The Unwritten: Apocalypse #8

Story by
Art by
Peter Gross
Colors by
Chris Chuckry
Letters by
Todd Klein
Cover by

In "The Unwritten: Apocalypse" #8, Peter Gross and Mike Carey bring Tom's Arthurian adventure to an unexpected, exciting conclusion. Playing with genre and audience expectations, making unapologetically esoteric allusions, and drawing seemingly disparate storylines together, issue #8 is another reminder why I love this series. Even with only four issues to go, "The Unwritten" keeps its crown as the coolest story experiment in comics today.

Peter Gross' creativity and careful execution are as superlative as ever, taking what could be a gimmicky, awkward conceit and somehow producing understated artistry. As Tom and his friends shift in and out of a medieval chanson de geste, Gross shifts in and out of a period-esque parchment-and-ink style. The mix between this and Gross' usual aesthetic is constantly changing. Some panels are entirely medieval; others have the two styles colliding like streams. There's even a third fish-out-of-genre approach for the witch. This interplay between styles could have easily gone wrong, but Gross' composition and Chuckry's colors work together smoothly. Instead of being jarring, it's fascinating and fun.

Letterer Todd Klein also deserves some credit for the readability of these transitions. It would certainly have been tempting to give the medieval language and the modern distinct text treatments. Klein, however, trusts his own placement and his fellow creators to convey the changes, and it makes for a much less cluttered experience. When people emphasize how collaborative comics are, this is what they mean.

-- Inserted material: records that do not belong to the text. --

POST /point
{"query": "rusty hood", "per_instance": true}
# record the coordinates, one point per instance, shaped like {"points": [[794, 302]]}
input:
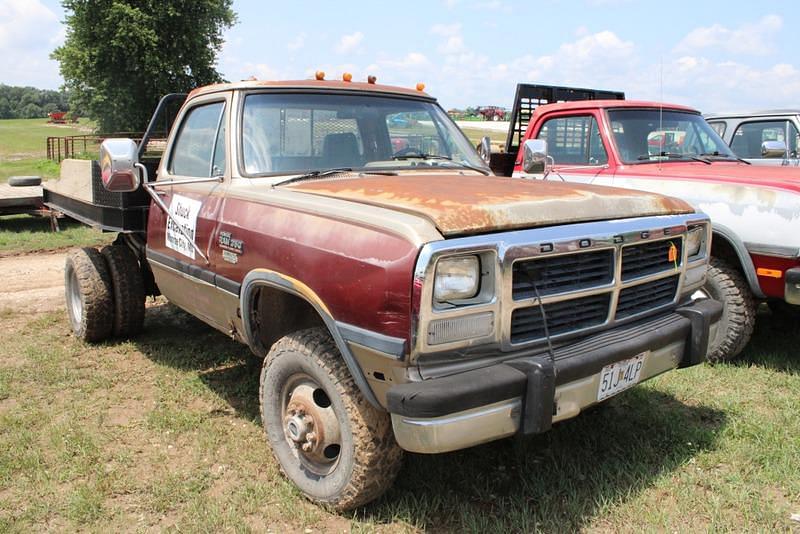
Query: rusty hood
{"points": [[471, 204]]}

Had any member of the creative team been less thoughtful, the "Sang" arc could have looked quite messy.

As far as the script is concerned, Mike Carey is on point with both his character work and literary references. The contrast between what Savoy calls "high medieval bullshit" and the characters' real-world dialogue is inevitably going to be funny, but it also needs to drive the plot, build the tension and convey what's going on. Carey managed to make me giggle and turn the page -- all this despite using a false rape accusation plot, which as a real-life rarity that's disproportionately frequent in fiction, does nothing to win me over.

Admittedly, some of the mechanics of the conclusion don't make perfect sense. It's unclear how the witch and Armitage get into the chapel, given that she's repelled earlier, and I also didn't understand how the chapel could keep her from entering, but not keep her from killing. As we're dealing with a world driven by deteriorating stories, I'll accept most of it at first pass, but it did make me curious.

In some sense, the end of issue #8 is anticlimactic. Much like the canker of the war stories, the Grail/maanim has been built up in its power and potential. When it's finally encountered here, it seems like more of a red herring. Issue #8 of 12 should begin the denouement, but Tom and his friends are still without answers -- and Wilson is once again in control. Why did they not know about this third option before? A pen isn't exactly shaped like a cup or horn.

Of course, "The Unwritten" has never been beholden to physical logic -- it's only beholden to story logic. And as a story about stories, I suppose this series couldn't properly end with a cup or a horn; it would have to end with the pen.